I knew the lore, the legends,

saw the odd, oily caul,

her folded skin, beside her.

 

So creeping up,

myself and not myself,

I seized that skin

then froze as she turned

to look up at me

with those moist, brown, wounded

eyes of hers, startled

then brimming with tears.

 

My voice stuck in my throat

like a fishbone,

but I coaxed out the dry words,

the necessary spell.

“I take you for my bride,” I said,

feeling for all the world

like a ploughboy before a princess,

I of the earth, she of the sea.

 

The word-charm worked

and soon we were walking inland,

the woman’s sealskin tucked

beneath my arm,

her hand in mine.

 

She shivered as she walked,

whether from cold or fear

I could not tell,

so I covered her with my coat.

 

For years I went on covering her,

as she underwent our land-life.

For years I blinded myself

to her sea-longing,

blunted my ears to the yearn

of her croon for the waves.

 

In the end

she went back to the sea,

 

leaving me

with the sense of my own folly,

 

leaving even her children shore-bound,

 

leaving the loamy land-ways

for the freedom of sway and swirl,

 

my saltheart, my selkie, my seal girl.

 

Note   This is, of course, a further processing of the Scots folk tale "The Selkie Bride" which I've rendered previously in narrative verse in my children's poetry book 'Plum' (1998). I discovered the selkie tales through the transcribed tellings of Duncan Williamson, the Scots Traveller storyteller, particularly in the Canongate publications of those and other Scots Traveller tales. For me, the Selkie Tales were for a while something of an obsession.

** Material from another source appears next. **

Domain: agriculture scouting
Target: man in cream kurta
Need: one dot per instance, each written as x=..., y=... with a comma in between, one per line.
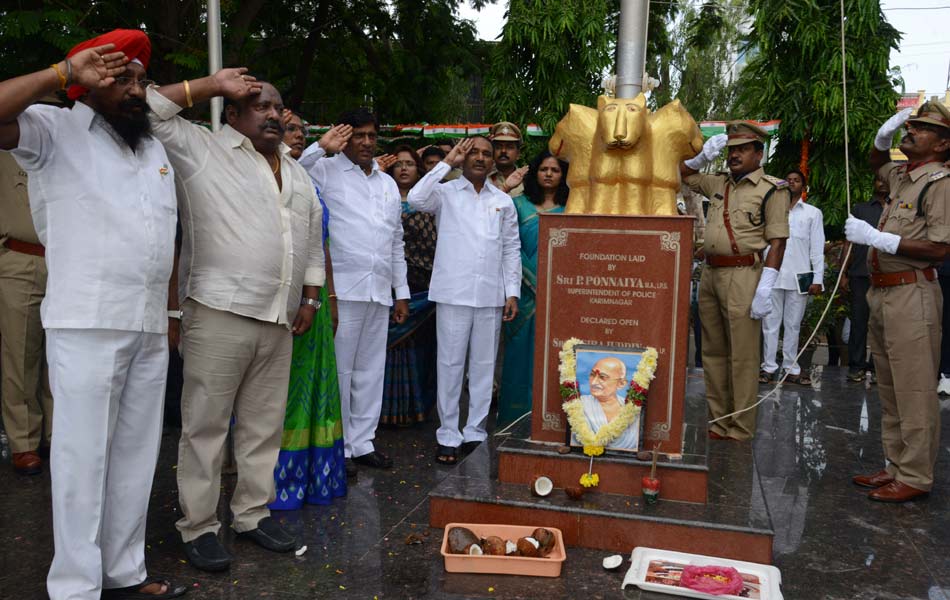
x=251, y=265
x=476, y=274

I was riveted by them, haunted by them to the extent that they even entered my dreams. I dreamed my own variants. I continue to find the whole notion of the selkie folk and their relations with the fishing and crofting folk of Scotland's northwest coast strangely fascinating. It seems to occupy a place, a space, halfway between reality and legend. This may be because I gather that in every generation a community would lose several members to sea drowning. Perhaps the idea of a 'people of the sea' afforded consolation and comfort. Perhaps the souls of the lost could be imagined to inhabit an underwater kingdom. 'The Seal Hunter' (which I render as ballad in my book 'The Storyteller's Secrets') gives us a glimpse of such a kingdom. This story too is one passed down by Duncan Williamson.

 

Another power the selkie tales afford for me is the way in which they provide a metaphor for human relations, for issues of love and loss.

 

The word 'saltheart' is a play on the word 'sweetheart'.